File-Based Multi-Agent Architecture Design

Status: Design Proposal
Author: multi-agent-architect
Date: 2026-02-24
Type: Alternative Architecture (Process-Per-Agent)

Executive Summary

This document defines a file-based, process-per-agent architecture where each agent is defined as a separate configuration file and runs as an independent process.

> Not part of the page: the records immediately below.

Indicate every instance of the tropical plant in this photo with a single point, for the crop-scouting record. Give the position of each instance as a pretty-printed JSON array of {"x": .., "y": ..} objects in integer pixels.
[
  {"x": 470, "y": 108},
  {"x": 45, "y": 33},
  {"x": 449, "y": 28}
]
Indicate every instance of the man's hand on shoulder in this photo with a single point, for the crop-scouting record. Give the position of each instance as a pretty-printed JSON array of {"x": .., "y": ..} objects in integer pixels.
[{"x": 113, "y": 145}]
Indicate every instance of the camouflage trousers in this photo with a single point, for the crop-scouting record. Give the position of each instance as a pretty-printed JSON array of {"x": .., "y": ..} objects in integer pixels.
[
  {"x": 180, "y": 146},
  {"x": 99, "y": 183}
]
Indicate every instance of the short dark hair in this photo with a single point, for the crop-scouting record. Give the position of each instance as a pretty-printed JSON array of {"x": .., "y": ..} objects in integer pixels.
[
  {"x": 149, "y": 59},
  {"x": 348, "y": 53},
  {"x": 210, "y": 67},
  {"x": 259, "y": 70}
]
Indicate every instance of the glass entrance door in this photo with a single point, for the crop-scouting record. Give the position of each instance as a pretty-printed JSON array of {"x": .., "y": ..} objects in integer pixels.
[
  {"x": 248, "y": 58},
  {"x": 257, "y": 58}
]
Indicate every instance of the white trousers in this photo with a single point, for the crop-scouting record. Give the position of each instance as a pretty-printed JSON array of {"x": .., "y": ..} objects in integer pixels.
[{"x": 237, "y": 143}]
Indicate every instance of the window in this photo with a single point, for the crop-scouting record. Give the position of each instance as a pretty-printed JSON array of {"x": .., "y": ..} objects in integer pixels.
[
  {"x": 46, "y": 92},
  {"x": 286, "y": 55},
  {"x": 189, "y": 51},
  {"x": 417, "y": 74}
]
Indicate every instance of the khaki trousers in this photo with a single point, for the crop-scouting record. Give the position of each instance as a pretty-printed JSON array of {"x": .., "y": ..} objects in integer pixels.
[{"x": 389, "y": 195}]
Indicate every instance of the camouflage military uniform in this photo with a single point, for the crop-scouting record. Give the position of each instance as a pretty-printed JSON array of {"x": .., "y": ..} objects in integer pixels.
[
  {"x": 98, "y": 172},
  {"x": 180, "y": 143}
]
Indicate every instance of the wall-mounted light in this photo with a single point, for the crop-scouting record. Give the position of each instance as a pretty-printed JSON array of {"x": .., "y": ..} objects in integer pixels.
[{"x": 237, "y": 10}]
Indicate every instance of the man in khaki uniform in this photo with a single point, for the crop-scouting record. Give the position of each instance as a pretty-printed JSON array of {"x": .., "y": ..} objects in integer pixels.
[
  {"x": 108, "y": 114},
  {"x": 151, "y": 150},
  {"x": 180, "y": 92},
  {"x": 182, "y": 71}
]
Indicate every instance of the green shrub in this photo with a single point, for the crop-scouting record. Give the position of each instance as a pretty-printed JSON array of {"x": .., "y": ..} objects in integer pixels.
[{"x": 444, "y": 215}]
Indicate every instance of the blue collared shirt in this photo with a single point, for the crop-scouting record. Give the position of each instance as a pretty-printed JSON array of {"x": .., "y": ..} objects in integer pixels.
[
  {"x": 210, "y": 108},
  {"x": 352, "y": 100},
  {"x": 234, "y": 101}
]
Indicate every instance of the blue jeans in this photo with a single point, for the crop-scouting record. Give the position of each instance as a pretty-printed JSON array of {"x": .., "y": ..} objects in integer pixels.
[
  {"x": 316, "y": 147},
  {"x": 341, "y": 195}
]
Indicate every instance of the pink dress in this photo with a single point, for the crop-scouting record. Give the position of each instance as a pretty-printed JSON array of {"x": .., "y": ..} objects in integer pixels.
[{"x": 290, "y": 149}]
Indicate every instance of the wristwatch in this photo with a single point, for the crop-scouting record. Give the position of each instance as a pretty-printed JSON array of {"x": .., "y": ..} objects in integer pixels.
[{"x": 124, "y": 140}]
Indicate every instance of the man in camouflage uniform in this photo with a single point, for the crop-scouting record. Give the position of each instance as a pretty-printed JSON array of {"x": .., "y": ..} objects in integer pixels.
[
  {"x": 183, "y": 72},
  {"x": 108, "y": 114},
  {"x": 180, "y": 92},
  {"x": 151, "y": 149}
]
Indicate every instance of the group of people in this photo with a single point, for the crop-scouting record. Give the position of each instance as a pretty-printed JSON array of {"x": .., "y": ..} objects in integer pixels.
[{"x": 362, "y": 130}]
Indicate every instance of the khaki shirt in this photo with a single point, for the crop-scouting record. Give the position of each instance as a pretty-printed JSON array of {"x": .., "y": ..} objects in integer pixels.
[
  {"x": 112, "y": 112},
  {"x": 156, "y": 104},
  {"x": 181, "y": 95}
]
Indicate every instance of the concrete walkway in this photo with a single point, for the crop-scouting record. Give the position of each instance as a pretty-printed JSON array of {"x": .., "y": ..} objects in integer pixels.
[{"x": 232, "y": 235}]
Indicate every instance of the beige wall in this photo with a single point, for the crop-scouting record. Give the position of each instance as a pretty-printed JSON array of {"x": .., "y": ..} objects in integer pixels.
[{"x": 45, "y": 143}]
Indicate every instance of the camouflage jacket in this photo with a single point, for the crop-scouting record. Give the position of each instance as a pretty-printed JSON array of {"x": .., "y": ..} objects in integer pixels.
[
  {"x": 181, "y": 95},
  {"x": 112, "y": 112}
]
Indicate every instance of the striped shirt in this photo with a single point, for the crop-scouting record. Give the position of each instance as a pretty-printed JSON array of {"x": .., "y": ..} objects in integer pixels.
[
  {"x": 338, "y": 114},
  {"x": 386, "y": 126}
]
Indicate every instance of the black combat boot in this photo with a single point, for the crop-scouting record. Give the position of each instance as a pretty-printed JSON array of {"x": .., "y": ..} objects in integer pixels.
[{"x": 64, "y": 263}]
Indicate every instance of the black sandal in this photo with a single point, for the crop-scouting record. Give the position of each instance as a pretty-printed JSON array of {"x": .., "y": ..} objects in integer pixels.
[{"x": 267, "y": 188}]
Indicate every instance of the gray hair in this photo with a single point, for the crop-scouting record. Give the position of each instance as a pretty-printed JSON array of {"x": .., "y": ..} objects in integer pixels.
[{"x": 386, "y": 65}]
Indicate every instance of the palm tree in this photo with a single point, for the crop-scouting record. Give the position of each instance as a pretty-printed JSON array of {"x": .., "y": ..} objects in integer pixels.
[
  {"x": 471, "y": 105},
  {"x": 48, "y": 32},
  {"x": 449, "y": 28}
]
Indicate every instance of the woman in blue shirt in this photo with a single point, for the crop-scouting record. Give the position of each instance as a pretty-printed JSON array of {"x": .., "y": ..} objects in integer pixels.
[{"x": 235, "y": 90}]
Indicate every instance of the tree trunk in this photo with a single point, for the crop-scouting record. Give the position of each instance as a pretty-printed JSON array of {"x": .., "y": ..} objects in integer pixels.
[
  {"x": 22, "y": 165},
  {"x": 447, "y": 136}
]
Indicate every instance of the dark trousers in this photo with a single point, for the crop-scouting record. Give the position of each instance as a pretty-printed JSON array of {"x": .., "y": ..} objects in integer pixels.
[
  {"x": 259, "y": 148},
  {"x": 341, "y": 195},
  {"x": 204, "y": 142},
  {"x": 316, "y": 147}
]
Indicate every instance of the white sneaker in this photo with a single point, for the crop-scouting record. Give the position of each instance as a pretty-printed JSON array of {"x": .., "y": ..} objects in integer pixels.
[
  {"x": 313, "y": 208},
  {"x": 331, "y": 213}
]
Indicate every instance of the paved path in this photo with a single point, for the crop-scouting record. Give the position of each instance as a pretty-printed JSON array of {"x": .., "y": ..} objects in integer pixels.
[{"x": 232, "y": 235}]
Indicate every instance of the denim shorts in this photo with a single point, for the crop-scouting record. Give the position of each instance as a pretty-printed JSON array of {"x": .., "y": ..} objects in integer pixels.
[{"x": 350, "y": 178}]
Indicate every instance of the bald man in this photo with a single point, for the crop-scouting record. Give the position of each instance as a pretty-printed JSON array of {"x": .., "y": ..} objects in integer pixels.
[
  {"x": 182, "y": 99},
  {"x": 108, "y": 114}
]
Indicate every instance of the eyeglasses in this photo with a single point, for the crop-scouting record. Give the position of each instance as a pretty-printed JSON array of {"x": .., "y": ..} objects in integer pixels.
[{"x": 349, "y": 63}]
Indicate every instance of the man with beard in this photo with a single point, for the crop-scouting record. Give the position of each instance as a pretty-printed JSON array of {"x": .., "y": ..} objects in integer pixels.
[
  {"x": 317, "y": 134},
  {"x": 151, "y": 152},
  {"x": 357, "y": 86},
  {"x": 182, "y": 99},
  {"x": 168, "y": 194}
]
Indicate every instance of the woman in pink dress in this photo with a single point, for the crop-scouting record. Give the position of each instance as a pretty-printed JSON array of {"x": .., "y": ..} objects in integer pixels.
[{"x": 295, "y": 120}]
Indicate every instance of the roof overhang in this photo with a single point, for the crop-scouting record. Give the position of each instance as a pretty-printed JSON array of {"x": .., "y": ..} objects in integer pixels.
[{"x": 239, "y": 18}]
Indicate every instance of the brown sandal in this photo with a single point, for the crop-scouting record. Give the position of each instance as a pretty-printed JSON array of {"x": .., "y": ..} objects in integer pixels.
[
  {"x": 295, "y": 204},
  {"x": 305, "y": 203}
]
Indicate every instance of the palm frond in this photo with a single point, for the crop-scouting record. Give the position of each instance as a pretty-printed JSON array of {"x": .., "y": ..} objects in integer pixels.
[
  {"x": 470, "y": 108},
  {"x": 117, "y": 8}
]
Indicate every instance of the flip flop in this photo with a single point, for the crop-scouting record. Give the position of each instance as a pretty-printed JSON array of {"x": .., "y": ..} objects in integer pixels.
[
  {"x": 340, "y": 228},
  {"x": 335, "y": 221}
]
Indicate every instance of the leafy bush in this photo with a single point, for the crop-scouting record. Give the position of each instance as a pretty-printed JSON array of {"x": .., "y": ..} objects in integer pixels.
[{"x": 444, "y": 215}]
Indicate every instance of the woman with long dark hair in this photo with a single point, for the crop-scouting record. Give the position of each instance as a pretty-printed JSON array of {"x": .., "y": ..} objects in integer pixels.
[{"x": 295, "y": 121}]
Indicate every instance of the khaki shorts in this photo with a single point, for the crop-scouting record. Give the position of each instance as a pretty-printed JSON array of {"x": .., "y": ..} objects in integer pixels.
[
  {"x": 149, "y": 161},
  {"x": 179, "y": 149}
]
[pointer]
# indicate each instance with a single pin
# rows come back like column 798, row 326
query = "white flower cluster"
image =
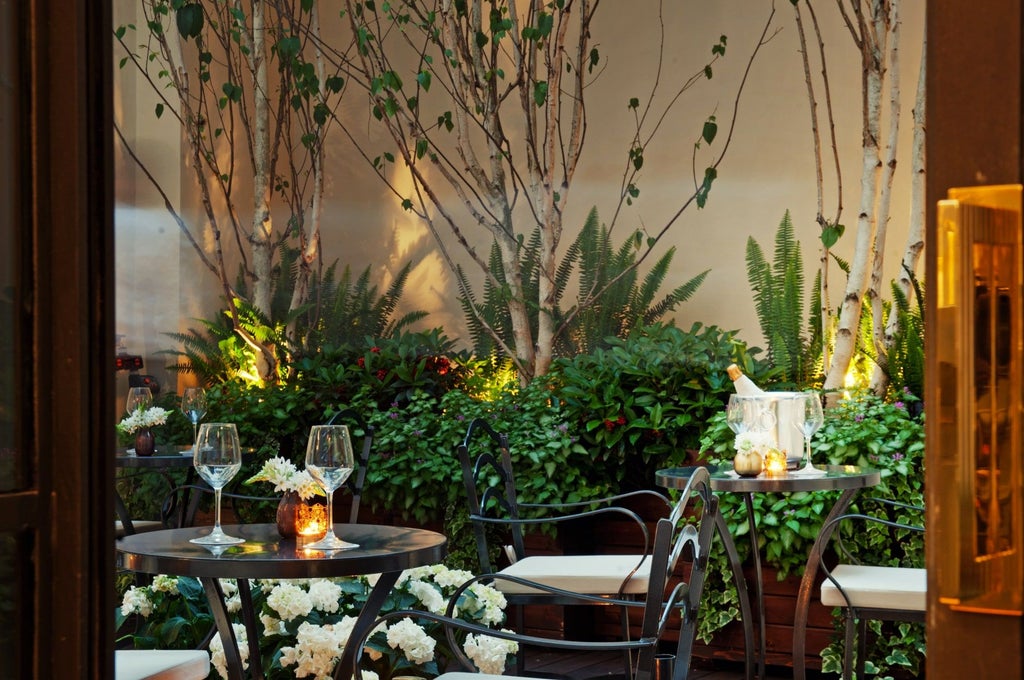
column 317, row 648
column 165, row 584
column 136, row 600
column 217, row 659
column 413, row 640
column 286, row 477
column 489, row 653
column 754, row 440
column 141, row 419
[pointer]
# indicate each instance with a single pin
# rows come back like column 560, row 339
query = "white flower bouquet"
column 758, row 440
column 305, row 625
column 143, row 419
column 287, row 477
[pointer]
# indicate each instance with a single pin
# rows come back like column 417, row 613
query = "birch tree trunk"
column 870, row 41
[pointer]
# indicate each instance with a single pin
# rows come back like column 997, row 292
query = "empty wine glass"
column 138, row 398
column 809, row 419
column 217, row 457
column 194, row 408
column 736, row 414
column 330, row 462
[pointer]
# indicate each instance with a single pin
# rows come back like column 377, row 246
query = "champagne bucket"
column 779, row 415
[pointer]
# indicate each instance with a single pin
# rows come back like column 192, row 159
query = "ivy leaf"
column 705, row 189
column 830, row 235
column 189, row 19
column 540, row 92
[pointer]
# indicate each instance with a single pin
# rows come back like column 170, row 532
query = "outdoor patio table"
column 168, row 457
column 848, row 478
column 383, row 550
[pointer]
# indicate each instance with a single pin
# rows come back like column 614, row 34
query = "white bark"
column 872, row 51
column 875, row 292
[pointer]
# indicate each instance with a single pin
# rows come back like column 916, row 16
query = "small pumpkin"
column 748, row 463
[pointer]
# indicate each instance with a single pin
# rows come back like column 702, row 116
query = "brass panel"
column 979, row 302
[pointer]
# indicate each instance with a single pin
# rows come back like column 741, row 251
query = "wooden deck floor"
column 597, row 666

Agents are invoked on-demand and report results back to a main coordinator agent.

Core Principles

File-Based Agent Definition: Each agent is a .toml file in agents/
Process Isolation: Each agent runs in its own process
On-Demand Invocation: Main agent spawns subprocess agents as needed
Reporting Protocol: Structured result reporting via IPC
Zero-Config Discovery: Auto-discovery of agent definitions

1. Agent Definition File Structure

1.1 Directory Layout

~/.zeroclaw/
├── config.toml              # Main configuration
├── agents/                  # Agent definitions directory
│   ├── researcher.toml      # Research agent
│   ├── coder.toml           # Code generation agent
│   ├── tester.toml          # Testing agent
│   ├── reviewer.toml        # Code review agent
│   └── summarizer.toml      # Summarization agent
├── agents.d/                # Optional: additional agent dirs
│   └── custom/
│       └── my_agent.toml
└── workspace/               # Shared workspace

1.2 Agent File Schema

# agents/researcher.toml

# Agent metadata
[agent]
id = "researcher"
name = "Research Agent"
version = "1.0.0"
description = "Conducts research on given topics using web search and knowledge bases"

# Execution configuration
[agent.execution]
# How to run this agent: "subprocess" | "wasm" | "docker"
mode = "subprocess"

# Command to spawn (template variables: {agent_id}, {workspace}, {config_dir})
command = "zeroclaw"
args = [
    "agent",
    "run",
    "--agent-id", "{agent_id}",
    "--config", "{config}/agents/researcher.toml",
    "--workspace", "{workspace}"
]

# Working directory for the subprocess
working_dir = "{workspace}"

# Environment variables for the subprocess
[agent.execution.env]
ZEROCLAW_AGENT_MODE = "worker"
ZEROCLAW_AGENT_ID = "researcher"

# Provider configuration (overrides main config)
[provider]
name = "openrouter"
model = "anthropic/claude-sonnet-4-6"
api_key = null  # Inherit from main, or set agent-specific key
temperature = 0.3
max_tokens = 4096

# Tools available to this agent
[[tools]]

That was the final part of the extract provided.